Performs OLS or elastic-net regression to predict missing allele counts per window for each pool with at least one locus with missing data. This imputation method requires at least one pool without missing data across the window. It follows that to maximise the number of loci we can impute, we need to impose a maximum window size equal to the length of the sequencing read used to generate the data, e.g. 100 bp to 150 bp for Illumina reads.

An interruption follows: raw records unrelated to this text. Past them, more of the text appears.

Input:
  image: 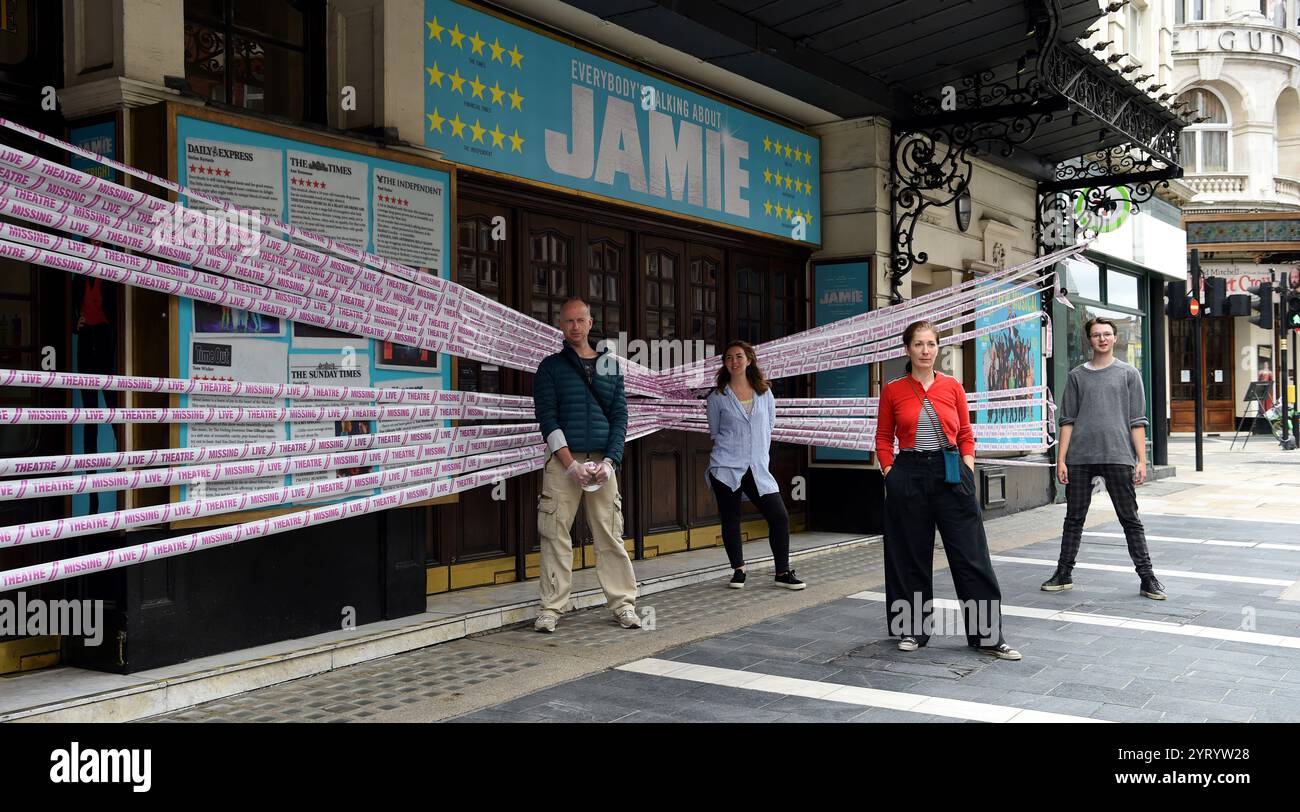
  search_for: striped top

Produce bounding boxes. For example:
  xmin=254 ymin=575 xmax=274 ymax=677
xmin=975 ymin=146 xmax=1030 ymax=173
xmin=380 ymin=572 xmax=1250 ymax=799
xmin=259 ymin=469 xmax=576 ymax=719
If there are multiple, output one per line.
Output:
xmin=913 ymin=398 xmax=948 ymax=451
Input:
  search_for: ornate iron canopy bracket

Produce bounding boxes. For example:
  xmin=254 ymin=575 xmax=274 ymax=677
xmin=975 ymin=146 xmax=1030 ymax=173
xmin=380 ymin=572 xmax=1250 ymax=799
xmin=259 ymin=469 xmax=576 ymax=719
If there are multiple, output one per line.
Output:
xmin=889 ymin=79 xmax=1065 ymax=303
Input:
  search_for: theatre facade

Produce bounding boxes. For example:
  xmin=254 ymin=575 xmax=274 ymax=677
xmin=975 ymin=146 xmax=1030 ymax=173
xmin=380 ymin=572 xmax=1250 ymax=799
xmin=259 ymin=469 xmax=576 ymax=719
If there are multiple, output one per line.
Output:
xmin=0 ymin=0 xmax=1182 ymax=672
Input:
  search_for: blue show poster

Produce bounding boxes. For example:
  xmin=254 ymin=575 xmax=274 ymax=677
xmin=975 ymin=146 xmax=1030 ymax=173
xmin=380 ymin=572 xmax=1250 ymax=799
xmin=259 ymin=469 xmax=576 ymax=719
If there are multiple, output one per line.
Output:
xmin=813 ymin=260 xmax=871 ymax=463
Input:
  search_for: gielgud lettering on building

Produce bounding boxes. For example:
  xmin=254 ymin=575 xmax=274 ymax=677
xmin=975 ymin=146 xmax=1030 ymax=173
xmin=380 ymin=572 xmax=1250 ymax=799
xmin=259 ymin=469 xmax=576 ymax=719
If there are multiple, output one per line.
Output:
xmin=546 ymin=58 xmax=749 ymax=217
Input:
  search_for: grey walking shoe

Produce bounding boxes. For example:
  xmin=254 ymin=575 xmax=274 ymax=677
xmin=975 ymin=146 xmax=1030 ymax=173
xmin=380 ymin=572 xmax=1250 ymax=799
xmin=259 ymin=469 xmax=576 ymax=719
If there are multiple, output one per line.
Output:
xmin=1039 ymin=566 xmax=1074 ymax=592
xmin=1140 ymin=576 xmax=1169 ymax=600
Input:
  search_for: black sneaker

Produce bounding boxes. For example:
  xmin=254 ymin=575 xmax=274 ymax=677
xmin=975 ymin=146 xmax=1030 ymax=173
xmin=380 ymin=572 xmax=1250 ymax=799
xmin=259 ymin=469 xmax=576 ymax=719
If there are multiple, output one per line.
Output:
xmin=1141 ymin=576 xmax=1169 ymax=600
xmin=1039 ymin=566 xmax=1074 ymax=592
xmin=776 ymin=569 xmax=807 ymax=590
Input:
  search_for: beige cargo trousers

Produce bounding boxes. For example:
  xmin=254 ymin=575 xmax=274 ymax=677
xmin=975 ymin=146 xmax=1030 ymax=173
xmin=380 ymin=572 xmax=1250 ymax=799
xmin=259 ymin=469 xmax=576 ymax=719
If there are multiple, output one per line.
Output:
xmin=537 ymin=452 xmax=637 ymax=615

For each pool with missing data we model the allele frequencies in the locus with some missing data as: $$ y_{p} = X_{p}\beta + \epsilon. $$

We then estimate unbiased estimators, $\beta$ as: $$ \hat{\beta} = f(X_{p}, y_{p{}}), $$

where $f$ can be OLS or elastic-net regression. Imputation is achieved by predicting the missing allele counts: $$ \hat{y_{m}} = X_{m} \hat{\beta}, $$

where:

  • $y_{p}$ is the vector of allele counts of one of the pools with missing data at the loci without missing data (length: mₚ non-missing loci × 7 alleles);
  • $X_{p}$ is the matrix of allele counts of pools without missing data at the loci without missing data in the other pools (dimensions: mₚ non-missing loci × 7 alleles, nₚ pools without missing loci);
  • $\hat{\beta}$ is the vector of estimates of the effects of each pool without missing data on the allele counts of one of the pools with missing data (length: nₚ pools without missing loci);
  • $\hat{y_{m}}$ is the vector of imputed allele counts of one of the pools with missing data (length: mₘ missing loci × 7 alleles); and
  • $X_{m}$ is the matrix of allele counts of pools without missing data at the loci with missing data in the other pools (dimensions: mₘ non-missing loci × 7 alleles, nₚ pools without missing loci).

Finally, the imputed allele counts are averaged across the windows sliding one locus at a time.